2016年04月19日 14時00分更新

 4月14日、NTTドコモは2年契約の途中でも解約金がいらない「フリーコース」を含む、新料金プランの拡充を発表。長期割引の範囲拡大や増額も相まって、「無意味」と評価された他キャリアを上回りつつ、総務省もユーザーも納得させるプランとして高評価を得ているようです。

ドコモは新たに解約金の設定がない「フリーコース」を設置、最初の2年の契約後に選択可能とした。

 一方、この発表を見て「あまり値下げされた気がしない」と感じたドコモユーザーも多かったのではないでしょうか。おそらく、それが正しい感想だと筆者も考えています。

ドコモが「値下げしなかった」部分に注目

 今回、ドコモは解約金も長期割引もない「フリーコース」の新設にあたり、ユーザー引き留め策として「ずっとドコモ割」の長期割引を強化しています。

 説明会でドコモは、新旧の比較表を示し、「ここを見てほしい」とセルを着色して示しました。

ドコモがアピールしたい部分は、目立つ色で着色されていた。

 逆にドコモが着色しなかった部分、つまりこれまでと変わらない部分に注目すると、以下のようになります。この着色されなかった部分は、ドコモがあまり割引をしたくない部分であることが予想できます。

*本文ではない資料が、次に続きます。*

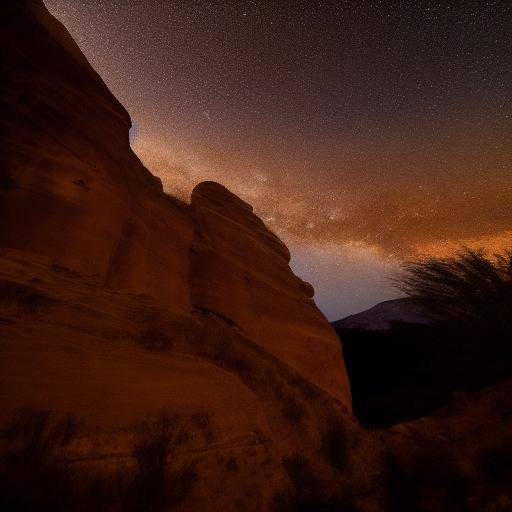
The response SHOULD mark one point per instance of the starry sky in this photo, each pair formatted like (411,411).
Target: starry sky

着色されなかった部分に注目してみた。「シェアパック10」のユーザーは特に変化が少ないことが分かる。

 ドコモ側はユーザーの詳細な比率などは公表していないものの、「15年以上でシェアパック30」といったヘビーユーザーはあまり多くないとしており、どちらかといえば「シェアパック10」や単身者用のデータパックを使っている人が多数を占めるものと考えられます。

割引額の増え方が興味深い「ずっとドコモ割」

 ドコモの長期割引「ずっとドコモ割」は、あらためて見ていくと、実に興味深いプランになっています。

 普通に考えて、長期割引を導入するならば、2年ごとに割引額を増やすようなプランにするはずです。多くのユーザーは2年ごとにやってくる解約金不要のタイミングでMNPや解約を考えるので、そこを割引で引き留めるのが効果的と考えられます。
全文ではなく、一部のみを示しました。